Muitas pesquisas tentam agora dirimir as dúvidas quanto ao papel de cada fase do sono, desde o REM, no qual sonhamos com mais intensidade, até a mais profunda, na formação de memórias e, em geral, no aprendizado. No entanto, existe um consenso de que, enquanto dormimos, em nosso cérebro acontecem muitas coisas importantes e que o sono não é, de forma alguma, um tempo perdido.
Além de mostrar a importância do sono na aprendizagem e na formação de lembranças, os cientistas observaram também que não dormir não só prejudica a memória como também favorece a aparição de recordações falsas. Em um estudo publicado na revista Psychological Science, um grupo de pesquisadores dos EUA perguntou a um grupo de 193 participantes quais eram suas lembranças sobre as imagens do voo 93 da United Airlines que caiu na Pensilvânia durante os atentados de 11 de setembro. Apesar de não haver imagens do acidente, os 54% de participantes do estudo que reconheceram ter dormido menos de cinco horas na noite anterior ao ocorrido garantiram tê-las visto. Entre os que tinham dormido mais, apenas 33% tinham essas falsas lembranças.
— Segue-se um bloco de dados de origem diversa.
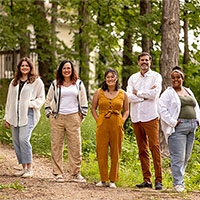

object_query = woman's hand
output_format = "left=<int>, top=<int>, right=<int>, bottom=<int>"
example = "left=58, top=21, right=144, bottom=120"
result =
left=175, top=120, right=182, bottom=127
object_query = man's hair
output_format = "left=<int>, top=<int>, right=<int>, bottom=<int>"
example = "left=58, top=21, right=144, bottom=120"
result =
left=138, top=52, right=152, bottom=61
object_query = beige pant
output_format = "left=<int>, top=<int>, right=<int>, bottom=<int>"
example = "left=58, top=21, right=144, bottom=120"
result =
left=50, top=113, right=82, bottom=176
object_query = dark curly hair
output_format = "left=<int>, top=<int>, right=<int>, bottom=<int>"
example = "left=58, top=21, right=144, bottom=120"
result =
left=12, top=57, right=38, bottom=86
left=101, top=68, right=120, bottom=91
left=56, top=60, right=79, bottom=87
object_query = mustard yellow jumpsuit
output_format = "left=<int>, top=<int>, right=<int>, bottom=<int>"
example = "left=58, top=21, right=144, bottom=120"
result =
left=96, top=89, right=124, bottom=182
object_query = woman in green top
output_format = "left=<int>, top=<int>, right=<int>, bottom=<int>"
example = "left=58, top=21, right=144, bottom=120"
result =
left=158, top=66, right=200, bottom=192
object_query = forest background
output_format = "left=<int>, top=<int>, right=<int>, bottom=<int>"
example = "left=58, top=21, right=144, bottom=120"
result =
left=0, top=0, right=200, bottom=194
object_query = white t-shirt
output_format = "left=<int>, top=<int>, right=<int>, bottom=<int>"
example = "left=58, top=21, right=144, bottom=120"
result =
left=59, top=84, right=78, bottom=115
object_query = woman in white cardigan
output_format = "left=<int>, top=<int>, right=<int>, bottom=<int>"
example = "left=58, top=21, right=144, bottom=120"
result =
left=4, top=57, right=45, bottom=178
left=158, top=66, right=200, bottom=192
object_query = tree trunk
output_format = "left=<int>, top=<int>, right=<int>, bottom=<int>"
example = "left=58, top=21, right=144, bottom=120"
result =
left=79, top=0, right=89, bottom=97
left=34, top=0, right=55, bottom=91
left=160, top=0, right=180, bottom=155
left=160, top=0, right=180, bottom=90
left=140, top=0, right=152, bottom=52
left=122, top=6, right=133, bottom=90
left=183, top=0, right=189, bottom=64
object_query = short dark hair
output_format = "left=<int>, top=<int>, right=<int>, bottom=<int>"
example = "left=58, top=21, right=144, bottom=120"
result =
left=138, top=52, right=152, bottom=61
left=172, top=66, right=185, bottom=79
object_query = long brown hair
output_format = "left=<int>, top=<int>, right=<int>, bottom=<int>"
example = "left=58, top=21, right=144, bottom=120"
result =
left=56, top=60, right=79, bottom=87
left=12, top=57, right=38, bottom=86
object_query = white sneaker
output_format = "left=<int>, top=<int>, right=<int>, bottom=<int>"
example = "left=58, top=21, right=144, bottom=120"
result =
left=109, top=182, right=117, bottom=188
left=174, top=185, right=185, bottom=192
left=96, top=181, right=107, bottom=187
left=56, top=174, right=65, bottom=183
left=14, top=169, right=26, bottom=176
left=70, top=174, right=86, bottom=183
left=22, top=169, right=33, bottom=178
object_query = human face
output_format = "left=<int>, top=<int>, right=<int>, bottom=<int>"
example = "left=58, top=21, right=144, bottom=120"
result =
left=171, top=72, right=183, bottom=88
left=62, top=63, right=72, bottom=78
left=138, top=55, right=151, bottom=74
left=20, top=61, right=31, bottom=76
left=105, top=72, right=117, bottom=87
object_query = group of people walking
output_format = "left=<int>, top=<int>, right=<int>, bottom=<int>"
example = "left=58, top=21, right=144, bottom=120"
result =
left=4, top=52, right=200, bottom=192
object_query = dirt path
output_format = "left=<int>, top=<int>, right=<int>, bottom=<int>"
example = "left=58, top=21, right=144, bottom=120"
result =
left=0, top=144, right=200, bottom=200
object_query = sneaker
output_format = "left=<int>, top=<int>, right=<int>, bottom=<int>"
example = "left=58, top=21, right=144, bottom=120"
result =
left=156, top=182, right=162, bottom=190
left=56, top=174, right=65, bottom=183
left=136, top=181, right=152, bottom=188
left=96, top=181, right=107, bottom=187
left=22, top=169, right=33, bottom=178
left=109, top=182, right=117, bottom=188
left=70, top=174, right=86, bottom=183
left=14, top=169, right=26, bottom=176
left=174, top=185, right=185, bottom=192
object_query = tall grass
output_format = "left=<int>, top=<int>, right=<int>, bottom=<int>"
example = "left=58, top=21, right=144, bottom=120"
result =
left=0, top=109, right=200, bottom=191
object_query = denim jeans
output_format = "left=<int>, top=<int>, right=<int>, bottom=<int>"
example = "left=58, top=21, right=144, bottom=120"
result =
left=168, top=119, right=197, bottom=186
left=12, top=109, right=34, bottom=164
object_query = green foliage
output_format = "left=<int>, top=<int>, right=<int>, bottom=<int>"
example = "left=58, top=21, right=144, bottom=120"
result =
left=0, top=109, right=200, bottom=191
left=0, top=181, right=24, bottom=191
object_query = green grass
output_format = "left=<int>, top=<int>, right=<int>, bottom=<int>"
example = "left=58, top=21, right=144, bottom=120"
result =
left=0, top=108, right=200, bottom=191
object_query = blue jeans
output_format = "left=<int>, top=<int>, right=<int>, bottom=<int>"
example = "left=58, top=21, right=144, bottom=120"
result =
left=12, top=109, right=34, bottom=164
left=168, top=119, right=197, bottom=186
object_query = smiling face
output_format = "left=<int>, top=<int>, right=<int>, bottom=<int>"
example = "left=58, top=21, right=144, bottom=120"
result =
left=171, top=71, right=184, bottom=89
left=138, top=55, right=151, bottom=74
left=62, top=62, right=72, bottom=78
left=20, top=61, right=31, bottom=76
left=105, top=72, right=117, bottom=87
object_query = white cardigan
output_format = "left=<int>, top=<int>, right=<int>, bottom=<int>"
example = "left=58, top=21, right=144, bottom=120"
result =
left=158, top=87, right=200, bottom=143
left=4, top=78, right=45, bottom=127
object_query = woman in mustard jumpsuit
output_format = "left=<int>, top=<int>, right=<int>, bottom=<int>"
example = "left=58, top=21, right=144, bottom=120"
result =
left=91, top=68, right=129, bottom=188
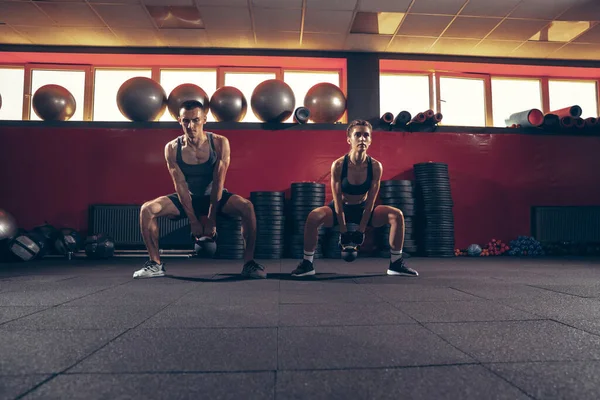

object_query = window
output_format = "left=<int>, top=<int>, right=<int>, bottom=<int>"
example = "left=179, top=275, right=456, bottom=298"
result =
left=94, top=69, right=152, bottom=121
left=29, top=69, right=85, bottom=121
left=492, top=78, right=543, bottom=128
left=379, top=74, right=431, bottom=117
left=0, top=68, right=25, bottom=121
left=225, top=72, right=276, bottom=122
left=160, top=69, right=217, bottom=122
left=440, top=76, right=486, bottom=126
left=548, top=80, right=598, bottom=119
left=283, top=71, right=340, bottom=122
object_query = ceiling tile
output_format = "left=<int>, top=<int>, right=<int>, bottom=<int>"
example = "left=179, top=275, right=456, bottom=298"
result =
left=142, top=0, right=196, bottom=7
left=471, top=39, right=523, bottom=57
left=573, top=24, right=600, bottom=43
left=200, top=7, right=252, bottom=31
left=36, top=1, right=105, bottom=27
left=443, top=17, right=502, bottom=39
left=0, top=1, right=54, bottom=26
left=487, top=19, right=549, bottom=40
left=253, top=7, right=302, bottom=32
left=358, top=0, right=411, bottom=12
left=92, top=4, right=154, bottom=28
left=113, top=28, right=164, bottom=47
left=552, top=43, right=600, bottom=60
left=252, top=0, right=302, bottom=9
left=460, top=0, right=521, bottom=17
left=14, top=26, right=77, bottom=46
left=256, top=32, right=300, bottom=49
left=302, top=32, right=346, bottom=50
left=304, top=9, right=352, bottom=34
left=558, top=0, right=600, bottom=21
left=410, top=0, right=467, bottom=15
left=398, top=14, right=452, bottom=36
left=0, top=25, right=31, bottom=44
left=387, top=35, right=437, bottom=53
left=208, top=31, right=256, bottom=48
left=428, top=38, right=480, bottom=55
left=158, top=29, right=211, bottom=47
left=510, top=42, right=565, bottom=58
left=306, top=0, right=357, bottom=11
left=510, top=0, right=573, bottom=20
left=62, top=27, right=122, bottom=46
left=346, top=33, right=393, bottom=52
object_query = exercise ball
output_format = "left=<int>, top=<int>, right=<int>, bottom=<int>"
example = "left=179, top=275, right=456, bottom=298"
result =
left=32, top=85, right=77, bottom=121
left=0, top=208, right=18, bottom=240
left=210, top=86, right=248, bottom=122
left=250, top=79, right=296, bottom=122
left=117, top=76, right=167, bottom=121
left=304, top=82, right=346, bottom=124
left=167, top=83, right=209, bottom=120
left=194, top=237, right=217, bottom=258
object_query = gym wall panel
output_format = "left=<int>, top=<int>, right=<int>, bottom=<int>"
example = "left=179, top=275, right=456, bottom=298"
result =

Em uma continuação da experiência, os pesquisadores pediram aos voluntários que escrevessem um diário com as horas que tinham dormido e outras características sobre a qualidade de seu sono durante uma semana. Depois desse tempo, imagens sobre um crime foram mostradas a eles. Em seguida, foi lido um relato dos fatos que incluía detalhes falsos. Finalmente, observou-se que os 18% dos participantes do estudo que tinham dormido menos de cinco horas incorporaram detalhes falsos, enquanto entre os que tinham descansado bem, apenas 13% o fizeram.